# That was fun! What's next?



## tolisamarie (Jan 23, 2018)

When is the next update coming? The one that allows us to customize our campsites, dress our villagers, put out two carpets, etc.?

The winter sports items are great, but it was way too quick! I'm ready for more!


----------



## Imaginetheday (Jan 24, 2018)

Yep! I'm waiting, too! I just need to craft my second skating rink, which should happen today.


----------



## Ashariel (Jan 24, 2018)

I'm enjoying the break the last event was pretty taxing!!❄❄❄


----------



## Gruntilda (Jan 24, 2018)

What a great setup you made with your stuff tolismarie!!  You are so much better at arranging your stuff than I am!


----------



## Urchinia (Jan 24, 2018)

I love your setup! I'm only using one rink but I crafted one extra one to have on hand  

After the Flower Safari, I'm glad the snowflakes were a little easier and quick to complete... I wish there were a few more wintery things... but ah well


----------



## Imaginetheday (Jan 24, 2018)

Urchinia said:


> I love your setup!
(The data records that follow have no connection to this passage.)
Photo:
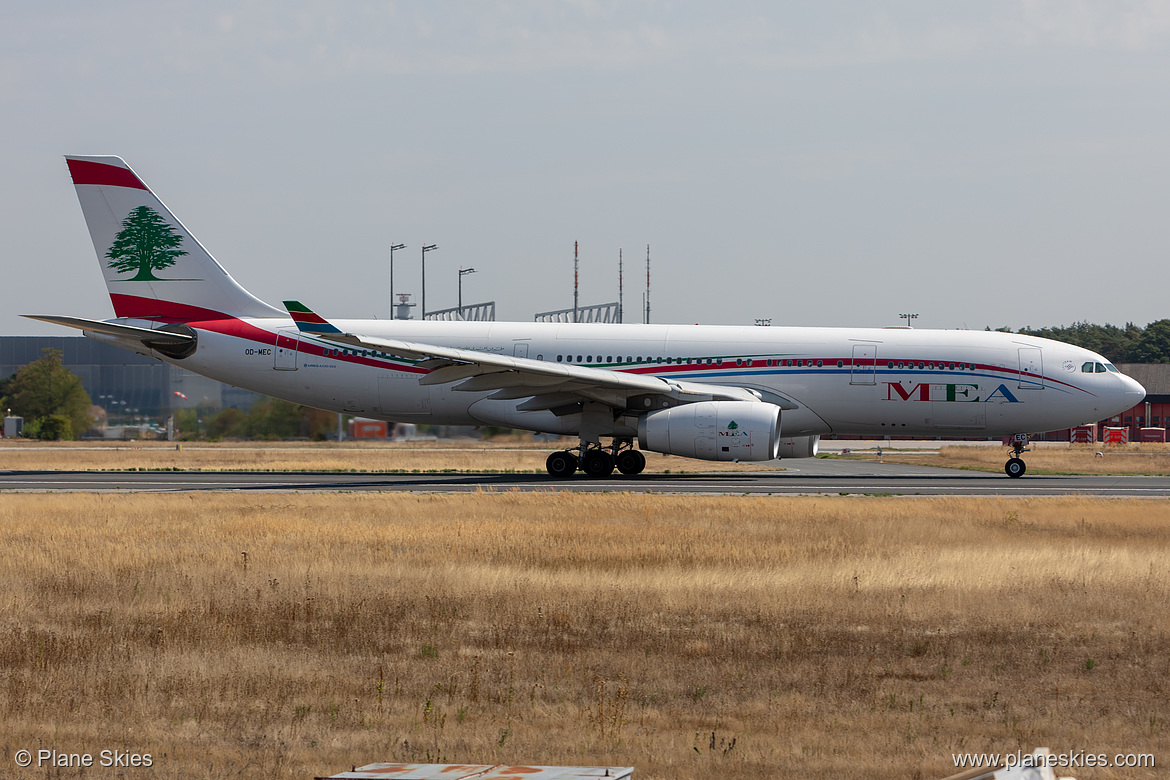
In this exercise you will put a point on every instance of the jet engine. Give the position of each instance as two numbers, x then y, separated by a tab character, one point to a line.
714	430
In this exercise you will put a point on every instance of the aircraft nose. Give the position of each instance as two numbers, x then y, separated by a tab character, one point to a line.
1133	391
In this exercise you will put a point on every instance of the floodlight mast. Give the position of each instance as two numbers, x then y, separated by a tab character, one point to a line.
392	248
462	273
426	248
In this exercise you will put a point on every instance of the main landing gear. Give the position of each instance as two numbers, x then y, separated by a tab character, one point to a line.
1016	467
597	462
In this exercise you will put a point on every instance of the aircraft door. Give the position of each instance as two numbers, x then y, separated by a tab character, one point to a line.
286	351
1031	368
865	365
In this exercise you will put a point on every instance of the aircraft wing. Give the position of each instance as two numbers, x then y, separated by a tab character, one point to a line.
148	336
545	385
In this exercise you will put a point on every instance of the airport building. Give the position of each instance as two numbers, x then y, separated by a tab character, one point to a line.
131	387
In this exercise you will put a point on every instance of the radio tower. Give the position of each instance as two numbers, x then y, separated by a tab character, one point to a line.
647	284
619	284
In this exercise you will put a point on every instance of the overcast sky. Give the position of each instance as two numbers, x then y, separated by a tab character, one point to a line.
831	163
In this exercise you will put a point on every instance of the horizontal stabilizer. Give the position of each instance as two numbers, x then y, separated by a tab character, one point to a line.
308	321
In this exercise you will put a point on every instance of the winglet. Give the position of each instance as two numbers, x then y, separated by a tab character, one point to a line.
308	321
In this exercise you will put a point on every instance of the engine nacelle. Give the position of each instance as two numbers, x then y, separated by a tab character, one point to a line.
799	447
714	430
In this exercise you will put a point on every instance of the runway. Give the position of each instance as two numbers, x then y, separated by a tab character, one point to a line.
811	477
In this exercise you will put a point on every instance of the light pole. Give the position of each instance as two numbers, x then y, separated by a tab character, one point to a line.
462	273
426	248
392	248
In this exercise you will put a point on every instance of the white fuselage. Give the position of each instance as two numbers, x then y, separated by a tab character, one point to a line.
827	380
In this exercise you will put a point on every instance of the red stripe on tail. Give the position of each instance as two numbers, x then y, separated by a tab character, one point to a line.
107	175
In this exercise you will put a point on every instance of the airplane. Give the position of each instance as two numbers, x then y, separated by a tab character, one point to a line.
707	392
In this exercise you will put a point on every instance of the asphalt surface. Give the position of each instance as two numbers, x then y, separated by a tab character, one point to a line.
813	476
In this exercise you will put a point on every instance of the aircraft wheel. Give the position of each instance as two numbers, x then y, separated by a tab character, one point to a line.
561	466
631	461
1016	467
597	464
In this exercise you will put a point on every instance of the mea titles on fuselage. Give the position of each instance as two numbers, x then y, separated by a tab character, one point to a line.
717	393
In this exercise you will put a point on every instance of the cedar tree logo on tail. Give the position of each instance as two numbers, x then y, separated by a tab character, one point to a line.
145	243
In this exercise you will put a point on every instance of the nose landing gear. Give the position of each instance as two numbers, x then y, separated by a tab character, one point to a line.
1016	467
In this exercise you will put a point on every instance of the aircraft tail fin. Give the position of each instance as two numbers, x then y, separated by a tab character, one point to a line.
153	267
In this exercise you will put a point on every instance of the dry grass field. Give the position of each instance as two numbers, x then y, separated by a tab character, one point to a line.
291	636
1075	458
508	455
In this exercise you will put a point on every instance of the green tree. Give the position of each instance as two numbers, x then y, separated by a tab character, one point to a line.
145	243
1154	344
45	388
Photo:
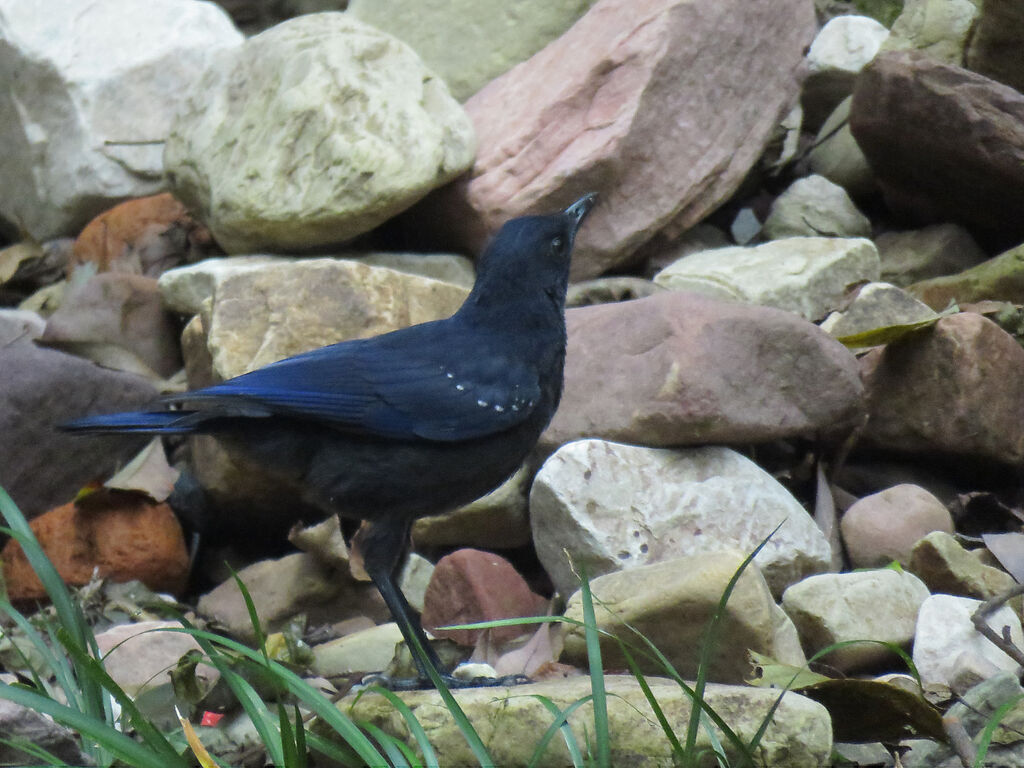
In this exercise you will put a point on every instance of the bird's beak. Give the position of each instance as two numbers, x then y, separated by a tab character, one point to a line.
579	210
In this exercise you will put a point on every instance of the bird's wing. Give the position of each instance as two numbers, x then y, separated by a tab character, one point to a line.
402	385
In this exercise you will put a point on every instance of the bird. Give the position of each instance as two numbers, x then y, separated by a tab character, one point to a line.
415	422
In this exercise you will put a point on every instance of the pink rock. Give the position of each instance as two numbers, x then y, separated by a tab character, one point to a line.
472	586
660	105
884	526
682	369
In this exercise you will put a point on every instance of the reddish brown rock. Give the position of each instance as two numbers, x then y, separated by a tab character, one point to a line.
118	310
955	388
945	144
122	535
660	105
144	236
682	369
472	586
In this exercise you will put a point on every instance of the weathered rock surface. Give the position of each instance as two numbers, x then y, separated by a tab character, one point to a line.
120	536
955	388
671	602
806	275
832	608
310	133
613	507
626	103
88	90
799	734
957	154
493	36
884	526
677	369
40	467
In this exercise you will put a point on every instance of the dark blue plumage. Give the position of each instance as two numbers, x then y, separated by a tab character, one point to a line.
411	423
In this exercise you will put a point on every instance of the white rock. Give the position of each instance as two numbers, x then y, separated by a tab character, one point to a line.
806	275
846	43
312	132
813	206
832	608
945	632
614	507
87	93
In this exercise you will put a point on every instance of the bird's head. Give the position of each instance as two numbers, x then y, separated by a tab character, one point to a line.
528	258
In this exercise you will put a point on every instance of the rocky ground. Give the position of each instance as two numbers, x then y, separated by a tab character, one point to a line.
797	308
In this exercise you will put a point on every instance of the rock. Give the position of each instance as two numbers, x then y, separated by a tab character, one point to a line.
448	267
40	467
944	632
884	526
813	206
607	290
877	305
498	520
79	124
945	144
272	311
931	252
806	275
22	724
146	236
120	536
799	733
471	586
120	311
1000	279
945	566
613	507
837	156
993	49
680	369
937	28
671	602
280	589
139	656
325	104
493	37
955	388
689	90
832	608
185	288
368	650
840	50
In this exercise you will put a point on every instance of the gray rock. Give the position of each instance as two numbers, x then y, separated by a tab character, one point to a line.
931	252
40	467
884	526
82	128
815	207
614	507
680	369
360	131
806	275
832	608
799	733
944	631
671	603
493	36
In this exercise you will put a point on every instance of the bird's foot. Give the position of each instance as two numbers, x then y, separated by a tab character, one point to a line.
453	682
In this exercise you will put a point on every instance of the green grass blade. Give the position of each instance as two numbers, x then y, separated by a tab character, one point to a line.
560	723
593	638
414	725
117	743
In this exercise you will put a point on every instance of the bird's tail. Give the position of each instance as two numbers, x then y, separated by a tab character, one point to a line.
142	422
I'm only using one rink but I crafted one extra one to have on hand
> 
> After the Flower Safari, I'm glad the snowflakes were a little easier and quick to complete... I wish there were a few more wintery things... but ah well



I hope next year we get an ice rink amenity. Wouldn't that be cute, with several campers out on the ice?


----------



## MopyDream44 (Jan 24, 2018)

Ashariel said:


> I'm enjoying the break the last event was pretty taxing!!❄❄❄



Same, I'm still playing daily, but not nearly as much as I was playing during the Rover Event, and let me tell you it has been very nice.


----------



## joelmm (Jan 24, 2018)

I hope they let us rest a couple of weeks until the new event


----------



## tolisamarie (Jan 24, 2018)

Gruntilda said:


> What a great setup you made with your stuff tolismarie!!  You are so much better at arranging your stuff than I am!



Thank you. I think I'll keep it this way for a while before I settle on a springtime design.


----------



## Chele (Jan 25, 2018)

Yeah, I want more as well! I finished crafting all the items between 2 and a half days and I want more stuff now. The main feature I really want is to put two carpets. The second block of land I have is so plain and needs a carpet to spice up the colour!

Edit: I think the event is ending in 6 days from now, so maybe after the 6 days have finished then we will have another event?


----------